Flicking off the kitchen light, she makes her way to the bathroom to wash her face clean of the minimal makeup she always wears to work. As she pulls her hair back into a messy ponytail, she thinks of the ease with which Katie had bantered with their waiter tonight, while she'd just buried her own nose in her menu. Nose in the menu, head in the sand, she thinks darkly.
Okay, fine. She's got her own personal demons under control. So far, so good. But now what? Does she hide herself away for the rest of eternity to make sure she doesn't slip and fall? Does she have to wait another year before she has a date with a halfway decent human being who doesn't turn out to be a political fanboy intent on making buddies with her dad or a deceptively normal guy who turns out to be an idiot who drools over the thought of her working behind bars?
Damn it, Katie. Why did you have to go and open up this old can of worms all over again? Gripping the edge of the bathroom sink, Sara takes a deep breath, sending a silent apology to her friend. Her current state of mind certainly isn't Katie's fault.
Okay. She won't hide herself away this weekend. She can do this. Tomorrow, she'll put her new dress and go to the church and listen to her father as he murmurs society gossip in her ear and put in an appearance at the reception and toast the bride and groom with club soda as long as polite manners demand. Then she'll come home, change into her sweats and watch television until she's tired enough to fall into bed.
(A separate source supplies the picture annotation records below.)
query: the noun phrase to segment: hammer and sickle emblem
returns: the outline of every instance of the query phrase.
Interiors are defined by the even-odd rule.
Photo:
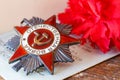
[[[35,45],[43,46],[43,45],[46,45],[46,44],[48,44],[52,41],[52,38],[48,39],[49,35],[45,32],[42,33],[42,36],[40,38],[38,38],[40,36],[39,33],[34,32],[34,34],[35,34],[35,37],[34,37],[34,43],[32,44],[32,47],[35,46]],[[44,39],[48,39],[48,40],[45,41],[45,42],[42,42]]]

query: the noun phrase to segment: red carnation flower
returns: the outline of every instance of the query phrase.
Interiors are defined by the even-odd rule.
[[[73,25],[81,35],[103,52],[115,45],[120,49],[120,0],[69,0],[69,7],[58,15],[61,23]]]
Enough of this pity party, she decides. Being clean and sober is one of the exhilarating achievements of her life, and she's proud of the work she does every single day at Fox River. She argues every day with her father, but she knows he loves her as much as she loves him. She has a few trusted, treasured friends and enough acquaintances to field a friendly game of football if she so desires.
So why, she thinks as she stares at her pale face in the mirror, does she suddenly feel as though it - this series of events she knows as her life - is no longer enough?
Averting her gaze from her reflection, she splashes her face with cool water, then reaches for her face wash. It's been too long a week to start thinking like this, she tells herself. She's just tired and in need of a holiday. She needs some sun and some sand, maybe even a couple of Shirley Temples on the beach. She closes her eyes as she scrubs her face, mentally flipping through her roster for the next few weeks, and already knows that a holiday is going to have to wait.
She turns off her bedroom light just before ten, leaving her windows open in deference to the heat and an air-conditioner that's seen better days. As she lies in the darkness, she hears the sound of a nearby party, the faint echo of music and laughter, and she suddenly has the absurd sense that she's lying alone in a glass dome, separated from the rest of the city. She punches her pillow hard, then rolls onto her side, turning her back to the window.
Maybe she'll join a book club on Monday.